Tom Whipple acknowledges the suggestion from Sam Altman and other commentators that we should consider radical solutions to the challenges presented by AI. If value moves from labour to capital, he says, so too should taxes. By taxing wealth rather than income, redistribution of those taxes could provide Universal Basic Income.

This ‘radical solution’ is almost as depressing as AI’s removal of people’s ability to exercise human intelligence at work: it’s a recipe for subservience for the great majority of humankind. There is a far more creative radical solution — don't tax wealth, but redistribute the equity stock in the wealth creators to the people who use their services and supply them with data and information.

The justification for this is that it’s this human interaction with the tech giants, submitting their data and inputting their engagement into all kinds of online activity, which enables the wealth to be created in the first place. You only have to witness the fluctuations in Meta’s stock market capitalisation to see the massive impact of data on its valuation.

So, let the wealth created and a share of control of these businesses be spread across the billions of people who use their ground-breaking technologies. Let them experience capital gains, receive dividends, and have the right to play their part in stock owner governance, attending meetings and putting forward resolutions and circularisations. Let them become the capitalists of the future; let’s not leave this right purely in the hands of the rich and powerful.

The SHARE project is all about moving to a more egalitarian form of capitalism, and its first conference will be held in Cambridge on Friday 14 April. ‘Stock for Data’ will be one of the key sessions, setting out the challenge to build the academic rigour and research needed for implementing this radical solution for using the technological revolution as a catalyst for spreading wealth, rather than imposing yet more state intermediation through more taxation of wealth.

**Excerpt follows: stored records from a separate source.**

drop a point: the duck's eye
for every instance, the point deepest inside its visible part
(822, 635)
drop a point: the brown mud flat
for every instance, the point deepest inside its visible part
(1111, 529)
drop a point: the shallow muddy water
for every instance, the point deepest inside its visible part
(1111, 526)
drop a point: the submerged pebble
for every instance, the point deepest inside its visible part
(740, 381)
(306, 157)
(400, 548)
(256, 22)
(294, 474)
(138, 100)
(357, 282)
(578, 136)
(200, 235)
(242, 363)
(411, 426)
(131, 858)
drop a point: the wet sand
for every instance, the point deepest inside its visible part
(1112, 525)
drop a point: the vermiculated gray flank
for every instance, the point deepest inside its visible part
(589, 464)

The project also, however, draws attention to one feature that Artificial Intelligence robots will never share: the human cycle of life and death, as we move forward from generation to generation, and the opportunity this offers for inter-generational rebalancing. It is, after all, the ingenuity of the human mind, not just its intelligence, which drives real innovation — and that is directly linked to generational development (it's what we mean by the phrase ‘standing on the shoulders of giants’).

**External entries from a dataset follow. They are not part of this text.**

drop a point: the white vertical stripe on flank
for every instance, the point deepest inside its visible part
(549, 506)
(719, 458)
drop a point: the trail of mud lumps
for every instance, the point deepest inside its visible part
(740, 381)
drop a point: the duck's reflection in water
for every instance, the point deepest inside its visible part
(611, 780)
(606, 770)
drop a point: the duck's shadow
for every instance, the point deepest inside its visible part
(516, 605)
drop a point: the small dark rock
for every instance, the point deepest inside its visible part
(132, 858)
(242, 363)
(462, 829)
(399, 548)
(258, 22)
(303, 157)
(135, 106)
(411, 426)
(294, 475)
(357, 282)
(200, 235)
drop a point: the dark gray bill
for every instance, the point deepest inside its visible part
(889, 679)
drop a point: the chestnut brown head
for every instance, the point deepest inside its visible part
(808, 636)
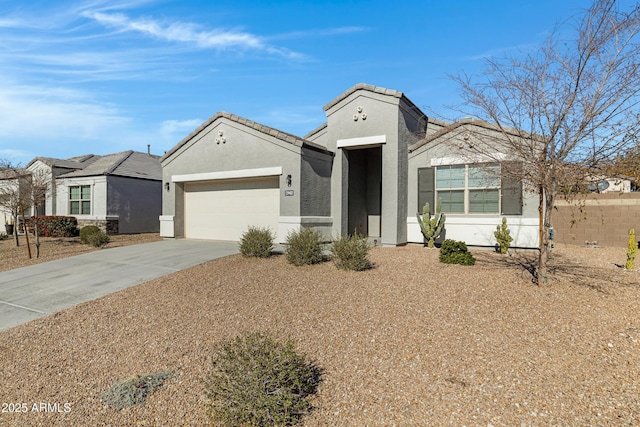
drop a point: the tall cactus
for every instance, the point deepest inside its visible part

That ingenuity requires both rational logic and lateral thinking, and it is particularly prevalent in young minds. We can foster and develop it by providing the resources and life skills needed; and by hypothecating inheritance levies for the individual empowerment of young people from disadvantaged backgrounds, we can ensure that all are enabled to share in future wealth creation.

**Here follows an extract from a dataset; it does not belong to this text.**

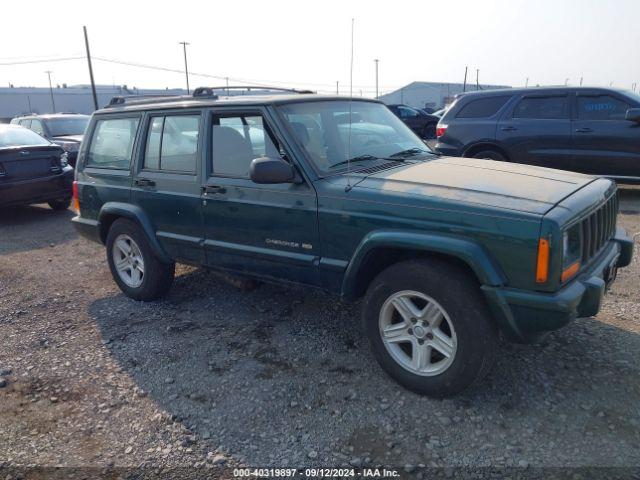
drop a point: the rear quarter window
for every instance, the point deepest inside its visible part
(483, 107)
(112, 143)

There is a gradually developing awareness among the great tech entrepreneurs that the huge wealth which they have created should not be used on vanity projects such as space tourism — see recent remarks by Bill Gates. The question is: will people like Sam Altman embrace the widespread distribution of their equity stock in order to enable everyone to share in this massive wealth creation, or will this require public policy to mandate the way forward?